Pages

sexta-feira, 14 de novembro de 2014

Para além dos embates eleitorais.


Acredito que todos observaram que as eleições presidenciais de 2014 foram marcadas pelo forte posicionamento político de muitos eleitores nos quatro cantos do Brasil, seja nas ruas ou nas redes sociais, como o Facebook e o Twitter. Por conta do calor dos embates e do ânimo dos discursos, vi amizades serem arranhadas, linhas do tempo das redes sociais serem tomadas por postagens de toda natureza de ataque e defesa de políticos e partidos, como nunca antes tinha visto.
Ao fim, com a vitória no segundo turno da Dilma Rousseff, além da alegria dos vencedores e tristeza dos vencidos, ficou muito ressentimento, muita besteira foi dita (como manifestações de preconceito, infelizmente) e uma clara divisão política no país.
Independente dos posicionamentos políticos, fiquei feliz com o engajamento visto nas ruas e na internet, porque é importante que as pessoas enxerguem a política como algo importante e que deve ser acompanhado com mais atenção, não apenas nas eleições. Confesso que esperava um tipo diferente de mobilização, tendo em vista as manifestações que ocorreram em Junho, mas... Também fiquei preocupado porque cansei de indagar defensores de ambos os campos políticos e pude perceber o tamanho da falta de critica quanto ao discurso que muitos carregavam e ecoavam por ai e como vários apenas reproduziam textos prontos, sem saber bem sobre o que defendiam ou protestavam.
Nesse período me envolvi pontualmente nessa peleja, expondo nessas mesmas redes sociais. criticas para ambos os lados e um pouco de bom humor.
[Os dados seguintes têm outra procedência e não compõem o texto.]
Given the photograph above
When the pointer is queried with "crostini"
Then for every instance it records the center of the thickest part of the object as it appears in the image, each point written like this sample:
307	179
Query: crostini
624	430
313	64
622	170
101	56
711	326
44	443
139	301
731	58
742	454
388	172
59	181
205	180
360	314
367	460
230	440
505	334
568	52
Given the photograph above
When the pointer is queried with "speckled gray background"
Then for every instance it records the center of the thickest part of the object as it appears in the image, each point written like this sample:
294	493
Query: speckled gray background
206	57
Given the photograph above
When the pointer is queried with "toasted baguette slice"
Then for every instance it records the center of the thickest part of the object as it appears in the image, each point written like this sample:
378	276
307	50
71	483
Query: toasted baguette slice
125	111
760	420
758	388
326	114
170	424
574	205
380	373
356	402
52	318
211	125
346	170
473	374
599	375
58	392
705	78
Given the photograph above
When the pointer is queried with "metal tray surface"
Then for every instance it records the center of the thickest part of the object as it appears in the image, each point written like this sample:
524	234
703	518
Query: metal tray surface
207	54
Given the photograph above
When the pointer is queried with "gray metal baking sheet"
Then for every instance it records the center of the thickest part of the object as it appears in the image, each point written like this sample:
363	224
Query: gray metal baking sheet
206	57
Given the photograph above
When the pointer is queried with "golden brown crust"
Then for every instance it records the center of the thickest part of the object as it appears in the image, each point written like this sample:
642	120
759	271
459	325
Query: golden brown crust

Minha intenção era tentar gerar um pouco de reflexão e tentar fazer com que vissem, e muito pareciam mesmo estar enxergando desta forma, que as eleições não eram uma "guerra santa", que no outro lado não havia o mal personificado de azul ou vermelho.
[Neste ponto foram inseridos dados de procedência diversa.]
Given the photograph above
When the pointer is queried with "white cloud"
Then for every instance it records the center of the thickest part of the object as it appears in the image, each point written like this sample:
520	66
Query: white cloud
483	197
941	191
Confesso que desejava por mudanças, mas no fim não tomei partido de nenhum lado no segundo turno (meu voto foi em branco), começando por não enxergar no PT/Dilma os valores que considero fundamentais para um governo que tenha os interesses da maioria da população como principal motivador de suas ações (sem contar os inúmeros casos de corrupção e reprodução de um jogo político deplorável). Muito menos votaria no Aécio/PSDB, por representar um governo de direita, que significaria o retorno a uma ideologia de governo que ficou no poder por décadas e se mostrou ineficiente para dar conta das questões sociais e foi o responsável por criar a desigualdade social que, mal ou bem, o governo petista amenizou (sem contar, que iniciou o jogo político que hoje o PT e seus aliados reproduzem e... os inúmeros casos de corrupção).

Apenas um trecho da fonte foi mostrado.